During my travels to Jerusalem and Congo at the end of July, I did not witness the horrors of war directly, but I breathed an air heavy with tension that speaks louder than a thousand words. The stories I heard, the accounts entrusted to me, continue to resonate in my mind like a persistent echo, a call I cannot and will not ignore.
In Jerusalem, the thrice-holy city, every stone seems to hold memories of conflict. The walls not only divide physically but bear the weight of opposing narratives. I heard stories of broken families, of children growing up more familiar with the sound of sirens than with the sound of peace. In Congo, I listened to testimonies about the wealth of the soil that contrasts dramatically with the poverty of communities, about conflicts over resources that continue to claim innocent victims. The voices I gathered spoke to me of fleeing villages, of mothers searching for their children, of a peace that always seems to slip away like sand through fingers.
It was in these moments of direct confrontation with human suffering that the words of Dag Hammarskjöld came back to mind, spoken more than sixty years ago in the Belgian Congo, under circumstances tragically like those we face today.

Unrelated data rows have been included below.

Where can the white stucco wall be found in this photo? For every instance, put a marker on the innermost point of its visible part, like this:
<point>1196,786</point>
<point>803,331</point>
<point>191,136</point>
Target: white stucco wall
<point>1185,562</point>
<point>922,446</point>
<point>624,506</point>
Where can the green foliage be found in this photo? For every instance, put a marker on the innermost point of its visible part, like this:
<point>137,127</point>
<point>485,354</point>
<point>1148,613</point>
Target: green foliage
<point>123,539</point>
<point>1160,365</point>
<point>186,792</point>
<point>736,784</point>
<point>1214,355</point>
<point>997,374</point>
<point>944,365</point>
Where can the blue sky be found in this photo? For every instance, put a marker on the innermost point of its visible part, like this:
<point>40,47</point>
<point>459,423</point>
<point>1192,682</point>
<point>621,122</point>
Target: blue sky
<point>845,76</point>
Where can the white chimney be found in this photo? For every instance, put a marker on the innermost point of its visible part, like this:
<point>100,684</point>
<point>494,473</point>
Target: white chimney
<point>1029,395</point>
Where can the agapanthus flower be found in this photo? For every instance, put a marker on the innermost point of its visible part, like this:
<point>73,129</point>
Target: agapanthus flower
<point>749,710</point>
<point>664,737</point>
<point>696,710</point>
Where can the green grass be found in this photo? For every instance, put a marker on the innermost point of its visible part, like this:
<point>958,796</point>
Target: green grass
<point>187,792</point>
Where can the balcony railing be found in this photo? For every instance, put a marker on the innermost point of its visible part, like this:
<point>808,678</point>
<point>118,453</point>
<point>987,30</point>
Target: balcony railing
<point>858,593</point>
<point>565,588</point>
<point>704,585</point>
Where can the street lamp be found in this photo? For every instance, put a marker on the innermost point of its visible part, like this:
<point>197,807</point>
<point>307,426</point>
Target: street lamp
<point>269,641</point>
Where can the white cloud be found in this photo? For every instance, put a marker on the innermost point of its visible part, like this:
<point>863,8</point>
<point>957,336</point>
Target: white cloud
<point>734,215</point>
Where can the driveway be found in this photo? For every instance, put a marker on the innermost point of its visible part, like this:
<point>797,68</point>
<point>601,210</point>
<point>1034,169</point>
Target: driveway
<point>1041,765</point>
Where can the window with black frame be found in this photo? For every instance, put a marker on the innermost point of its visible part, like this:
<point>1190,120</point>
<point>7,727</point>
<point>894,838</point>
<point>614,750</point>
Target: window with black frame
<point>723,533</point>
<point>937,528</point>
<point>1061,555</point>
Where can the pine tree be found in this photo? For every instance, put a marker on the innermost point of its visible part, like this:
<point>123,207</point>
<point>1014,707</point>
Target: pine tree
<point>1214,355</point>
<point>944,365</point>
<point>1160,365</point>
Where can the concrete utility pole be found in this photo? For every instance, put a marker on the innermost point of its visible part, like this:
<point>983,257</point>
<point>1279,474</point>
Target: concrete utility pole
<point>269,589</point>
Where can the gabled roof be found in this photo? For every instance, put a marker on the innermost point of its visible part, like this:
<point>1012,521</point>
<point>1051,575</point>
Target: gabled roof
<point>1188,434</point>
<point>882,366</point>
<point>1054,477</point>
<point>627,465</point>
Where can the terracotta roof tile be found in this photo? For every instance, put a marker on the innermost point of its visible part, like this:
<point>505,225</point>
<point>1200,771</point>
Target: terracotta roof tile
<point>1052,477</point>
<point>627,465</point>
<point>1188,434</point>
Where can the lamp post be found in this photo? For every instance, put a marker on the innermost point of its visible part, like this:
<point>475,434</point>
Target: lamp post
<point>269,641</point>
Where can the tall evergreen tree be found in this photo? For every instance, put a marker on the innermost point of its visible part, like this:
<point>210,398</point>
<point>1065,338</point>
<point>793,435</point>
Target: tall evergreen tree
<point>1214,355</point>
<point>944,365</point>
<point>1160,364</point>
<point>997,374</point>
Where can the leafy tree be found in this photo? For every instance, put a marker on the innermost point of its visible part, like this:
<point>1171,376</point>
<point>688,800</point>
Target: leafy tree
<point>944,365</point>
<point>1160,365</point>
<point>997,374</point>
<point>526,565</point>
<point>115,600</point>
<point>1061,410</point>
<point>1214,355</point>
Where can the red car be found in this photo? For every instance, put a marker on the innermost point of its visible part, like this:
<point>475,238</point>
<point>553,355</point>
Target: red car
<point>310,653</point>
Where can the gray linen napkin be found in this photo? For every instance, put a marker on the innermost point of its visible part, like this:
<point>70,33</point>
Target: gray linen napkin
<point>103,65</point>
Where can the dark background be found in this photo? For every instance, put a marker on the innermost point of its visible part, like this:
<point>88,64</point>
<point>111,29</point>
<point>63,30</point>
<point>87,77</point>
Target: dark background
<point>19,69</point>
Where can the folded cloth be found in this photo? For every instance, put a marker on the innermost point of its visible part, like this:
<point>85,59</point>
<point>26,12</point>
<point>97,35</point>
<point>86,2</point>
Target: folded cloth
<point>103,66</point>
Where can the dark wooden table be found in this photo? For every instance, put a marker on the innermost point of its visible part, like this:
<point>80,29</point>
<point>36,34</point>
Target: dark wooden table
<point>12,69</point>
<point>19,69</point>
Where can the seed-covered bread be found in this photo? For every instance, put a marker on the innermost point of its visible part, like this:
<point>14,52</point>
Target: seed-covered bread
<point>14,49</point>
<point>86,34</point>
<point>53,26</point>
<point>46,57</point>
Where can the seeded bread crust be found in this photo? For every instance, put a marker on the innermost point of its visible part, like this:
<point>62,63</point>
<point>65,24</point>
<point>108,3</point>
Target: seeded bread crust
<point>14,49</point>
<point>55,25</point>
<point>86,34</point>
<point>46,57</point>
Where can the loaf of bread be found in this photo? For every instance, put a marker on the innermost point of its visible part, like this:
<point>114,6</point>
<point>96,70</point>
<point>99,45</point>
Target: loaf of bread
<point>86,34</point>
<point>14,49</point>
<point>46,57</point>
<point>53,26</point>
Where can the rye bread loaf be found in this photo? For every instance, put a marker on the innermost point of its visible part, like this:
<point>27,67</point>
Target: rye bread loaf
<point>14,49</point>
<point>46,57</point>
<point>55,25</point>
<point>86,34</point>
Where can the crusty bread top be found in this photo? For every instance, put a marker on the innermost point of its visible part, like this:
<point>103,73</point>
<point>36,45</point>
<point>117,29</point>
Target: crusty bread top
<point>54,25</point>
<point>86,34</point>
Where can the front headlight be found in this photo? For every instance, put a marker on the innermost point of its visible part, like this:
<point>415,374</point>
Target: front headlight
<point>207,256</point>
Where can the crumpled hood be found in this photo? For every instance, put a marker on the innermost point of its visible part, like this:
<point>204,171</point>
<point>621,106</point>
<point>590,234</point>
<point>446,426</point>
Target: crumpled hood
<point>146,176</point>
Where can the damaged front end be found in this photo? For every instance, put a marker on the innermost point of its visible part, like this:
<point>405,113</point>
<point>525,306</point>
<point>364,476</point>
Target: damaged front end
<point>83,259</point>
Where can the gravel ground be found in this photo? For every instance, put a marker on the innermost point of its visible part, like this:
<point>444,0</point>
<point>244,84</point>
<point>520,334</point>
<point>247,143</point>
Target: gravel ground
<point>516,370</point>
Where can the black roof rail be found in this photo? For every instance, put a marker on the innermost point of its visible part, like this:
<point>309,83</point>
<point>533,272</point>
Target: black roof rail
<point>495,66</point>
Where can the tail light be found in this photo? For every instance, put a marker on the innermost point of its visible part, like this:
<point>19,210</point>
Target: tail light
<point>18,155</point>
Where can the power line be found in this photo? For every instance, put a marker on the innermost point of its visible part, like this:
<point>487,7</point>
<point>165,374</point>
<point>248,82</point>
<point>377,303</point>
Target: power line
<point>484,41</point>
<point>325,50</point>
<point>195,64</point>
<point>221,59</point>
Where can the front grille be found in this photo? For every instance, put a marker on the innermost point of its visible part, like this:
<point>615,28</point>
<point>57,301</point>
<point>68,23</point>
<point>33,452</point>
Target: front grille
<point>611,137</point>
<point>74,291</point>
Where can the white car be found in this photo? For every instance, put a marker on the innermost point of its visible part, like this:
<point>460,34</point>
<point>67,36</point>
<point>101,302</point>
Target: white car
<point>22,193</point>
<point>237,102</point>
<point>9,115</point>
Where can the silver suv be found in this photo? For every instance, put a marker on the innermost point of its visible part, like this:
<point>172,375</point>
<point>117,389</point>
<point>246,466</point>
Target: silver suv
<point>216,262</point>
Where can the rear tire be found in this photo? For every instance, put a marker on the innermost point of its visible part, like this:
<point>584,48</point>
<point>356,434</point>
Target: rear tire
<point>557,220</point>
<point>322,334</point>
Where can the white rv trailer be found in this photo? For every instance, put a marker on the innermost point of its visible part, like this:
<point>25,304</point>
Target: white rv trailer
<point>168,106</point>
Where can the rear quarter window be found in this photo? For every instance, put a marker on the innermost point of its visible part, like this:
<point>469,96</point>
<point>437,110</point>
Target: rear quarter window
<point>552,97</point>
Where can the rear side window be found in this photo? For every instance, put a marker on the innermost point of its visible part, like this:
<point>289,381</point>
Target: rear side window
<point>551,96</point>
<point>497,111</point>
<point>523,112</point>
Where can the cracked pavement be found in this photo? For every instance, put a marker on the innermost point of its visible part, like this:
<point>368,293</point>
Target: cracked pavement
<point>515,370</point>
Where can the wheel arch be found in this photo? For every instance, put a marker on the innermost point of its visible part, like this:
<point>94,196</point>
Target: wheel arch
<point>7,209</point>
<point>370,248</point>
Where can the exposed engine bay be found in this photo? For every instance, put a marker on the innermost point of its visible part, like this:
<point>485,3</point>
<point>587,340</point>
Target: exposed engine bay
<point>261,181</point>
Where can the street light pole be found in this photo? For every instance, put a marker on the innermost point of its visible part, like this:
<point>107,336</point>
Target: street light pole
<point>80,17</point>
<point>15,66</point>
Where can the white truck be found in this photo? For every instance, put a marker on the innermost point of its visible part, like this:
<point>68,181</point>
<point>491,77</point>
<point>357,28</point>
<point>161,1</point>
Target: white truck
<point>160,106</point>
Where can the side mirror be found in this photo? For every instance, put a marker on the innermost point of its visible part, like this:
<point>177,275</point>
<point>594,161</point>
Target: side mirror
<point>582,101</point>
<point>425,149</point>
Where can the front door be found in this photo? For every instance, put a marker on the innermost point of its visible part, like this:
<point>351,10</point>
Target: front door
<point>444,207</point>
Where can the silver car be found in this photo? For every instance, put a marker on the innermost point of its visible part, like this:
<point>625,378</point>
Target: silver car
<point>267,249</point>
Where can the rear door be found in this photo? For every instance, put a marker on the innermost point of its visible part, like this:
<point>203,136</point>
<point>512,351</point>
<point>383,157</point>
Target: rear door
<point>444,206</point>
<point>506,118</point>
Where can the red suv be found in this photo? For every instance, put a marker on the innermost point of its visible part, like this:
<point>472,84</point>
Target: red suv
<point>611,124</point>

The great Swedish diplomat, UN Secretary-General from 1953 to 1961, addressed a group of university students with a truth that still burns today: "It is our duty to feel the moral responsibility for a war in a remote part of the world with the same force as for a war in which we ourselves, or those dear to us, were directly threatened in a physical sense."
These words resonate with urgency in our time. Geographic distance can no longer serve as an excuse for moral indifference. Every child who dies under bombs in Gaza, every family fleeing violence in Eastern Congo, every innocent person who falls victim to hatred should shake our conscience with the same intensity with which we would react if it happened in our city, on our street, in our home.
Peace is not a passive state of absence of conflict, but an active commitment that requires courage. It asks us to take a stand, to raise our voice, not to remain neutral spectators in the face of injustice. Neutrality, in the presence of innocent suffering, becomes silent complicity.
Let us listen to the silent witnesses of humanity, even when we know them only through the accounts of those who have met them: they teach us that peace is not an unattainable utopia, but a daily choice that begins with recognizing in others the same dignity we claim for ourselves.
Hammarskjöld reminds us that moral responsibility knows no borders. At the end of this summer, let us heed his call: let us feel the weight of the world's suffering as if it were our own, because ultimately, it truly is.